This is just for any salutary benefit that drawing attention to this appellate decision might bring. It isn’t a wage & hour matter. It isn’t a class action. It’s just a opinion about some unreasonable behavior surrounding the entry of a default and the refusal to set it aside. In Lasalle v. Vogel (June 11, 2019), the Fourth Appellate District, Division Three introduced its opinion with the following remarks:

Here is what Code of Civil Procedure section 583.130 says: “It is the policy of the state that a plaintiff shall proceed with reasonable diligence in the prosecution of an action but that all parties shall cooperate in bringing the action to trial or other disposition.” That is not complicated language. No jury instruction defining any of its terms would be necessary if we were submitting it to a panel of non-lawyers. The policy of the state is that the parties to a lawsuit “shall cooperate.” Period. Full stop.

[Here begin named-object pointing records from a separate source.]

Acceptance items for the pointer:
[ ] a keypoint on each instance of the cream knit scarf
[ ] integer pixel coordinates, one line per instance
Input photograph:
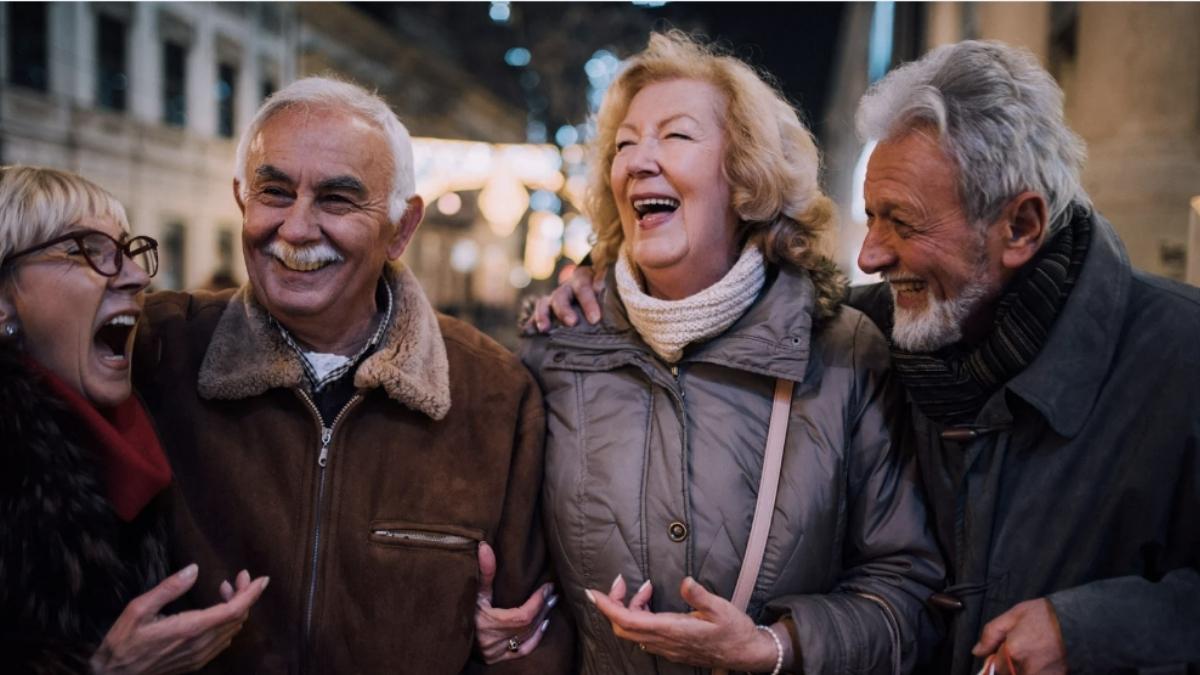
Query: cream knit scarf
(670, 326)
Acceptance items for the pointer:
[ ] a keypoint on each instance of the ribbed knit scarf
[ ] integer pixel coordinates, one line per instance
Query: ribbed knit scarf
(670, 326)
(952, 386)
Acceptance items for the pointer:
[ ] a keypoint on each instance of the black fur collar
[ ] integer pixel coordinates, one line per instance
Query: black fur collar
(67, 565)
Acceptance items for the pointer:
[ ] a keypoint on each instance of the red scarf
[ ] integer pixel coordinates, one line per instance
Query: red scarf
(131, 460)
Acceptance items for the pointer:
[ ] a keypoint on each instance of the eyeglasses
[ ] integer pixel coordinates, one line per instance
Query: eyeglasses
(105, 254)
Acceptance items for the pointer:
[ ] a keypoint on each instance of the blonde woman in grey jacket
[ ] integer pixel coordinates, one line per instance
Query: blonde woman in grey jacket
(708, 213)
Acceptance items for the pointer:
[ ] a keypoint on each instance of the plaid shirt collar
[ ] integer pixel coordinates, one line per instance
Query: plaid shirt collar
(337, 372)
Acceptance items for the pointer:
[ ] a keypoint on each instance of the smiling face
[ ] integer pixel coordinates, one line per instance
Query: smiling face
(670, 189)
(942, 269)
(316, 231)
(78, 323)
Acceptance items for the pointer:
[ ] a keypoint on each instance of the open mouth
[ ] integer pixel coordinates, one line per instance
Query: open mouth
(654, 205)
(907, 285)
(304, 266)
(112, 340)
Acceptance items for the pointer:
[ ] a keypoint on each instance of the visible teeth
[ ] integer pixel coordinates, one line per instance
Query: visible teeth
(304, 266)
(642, 205)
(907, 286)
(657, 202)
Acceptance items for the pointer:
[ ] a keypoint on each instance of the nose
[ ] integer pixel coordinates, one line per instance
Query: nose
(877, 252)
(300, 223)
(643, 159)
(132, 279)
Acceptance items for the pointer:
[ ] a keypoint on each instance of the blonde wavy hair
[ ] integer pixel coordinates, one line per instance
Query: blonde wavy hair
(37, 204)
(771, 160)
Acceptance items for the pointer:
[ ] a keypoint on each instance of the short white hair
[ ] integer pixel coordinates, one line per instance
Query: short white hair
(325, 91)
(37, 204)
(999, 115)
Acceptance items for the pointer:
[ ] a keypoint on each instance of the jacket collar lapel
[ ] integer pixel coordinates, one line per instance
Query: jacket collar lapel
(247, 356)
(1066, 377)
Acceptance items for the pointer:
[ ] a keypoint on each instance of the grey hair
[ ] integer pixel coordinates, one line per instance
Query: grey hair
(325, 91)
(37, 204)
(999, 115)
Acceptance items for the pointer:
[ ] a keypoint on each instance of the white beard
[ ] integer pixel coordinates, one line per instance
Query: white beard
(940, 323)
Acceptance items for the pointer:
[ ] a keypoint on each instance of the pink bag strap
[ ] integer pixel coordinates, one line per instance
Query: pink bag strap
(768, 487)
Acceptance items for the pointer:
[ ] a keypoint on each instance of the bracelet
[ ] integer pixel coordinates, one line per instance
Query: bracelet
(779, 649)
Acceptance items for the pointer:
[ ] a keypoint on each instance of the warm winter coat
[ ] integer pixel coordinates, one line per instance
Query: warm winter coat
(367, 524)
(69, 565)
(653, 472)
(1084, 482)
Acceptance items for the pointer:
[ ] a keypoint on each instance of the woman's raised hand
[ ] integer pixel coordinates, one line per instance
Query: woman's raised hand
(713, 634)
(143, 641)
(503, 634)
(582, 287)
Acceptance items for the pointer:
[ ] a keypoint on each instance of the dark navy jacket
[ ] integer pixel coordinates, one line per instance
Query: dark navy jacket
(1083, 484)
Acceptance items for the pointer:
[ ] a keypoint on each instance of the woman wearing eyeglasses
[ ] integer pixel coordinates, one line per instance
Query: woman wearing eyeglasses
(83, 569)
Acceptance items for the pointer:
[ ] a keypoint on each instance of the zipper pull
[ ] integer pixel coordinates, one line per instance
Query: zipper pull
(325, 436)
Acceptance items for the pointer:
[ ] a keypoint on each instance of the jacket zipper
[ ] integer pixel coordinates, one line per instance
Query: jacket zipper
(327, 437)
(893, 628)
(423, 537)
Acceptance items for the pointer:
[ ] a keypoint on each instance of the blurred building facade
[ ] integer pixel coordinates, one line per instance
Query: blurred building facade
(149, 99)
(1128, 71)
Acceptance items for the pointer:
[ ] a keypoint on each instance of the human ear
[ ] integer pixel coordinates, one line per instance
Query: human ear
(406, 227)
(1025, 222)
(9, 318)
(237, 196)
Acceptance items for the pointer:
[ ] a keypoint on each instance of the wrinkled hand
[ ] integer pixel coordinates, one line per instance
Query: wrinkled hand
(714, 634)
(582, 287)
(144, 641)
(495, 626)
(1031, 635)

Yet the principle the section dictates has somehow become the Marie Celeste of California law –a ghost ship reported by a few hardy souls but doubted by most people familiar with the area in which it’s been reported. The section’s adjuration to civility and cooperation “is a custom, More honor'd in the breach than the observance.” In this case, we deal here with more evidence that our profession has come unmoored from its honorable commitment to the ideal expressed in section 583.130, and –in keeping with what has become an unfortunate tradition in California appellate law –we urge a return to the professionalism it represents.

Slip op., at 2 (footnote omitted, including the one citing to Hamlet). Read it when you have a chance and overlook the personal misfortune recounted therein for the broader message that our profession could use a lot more courtesies.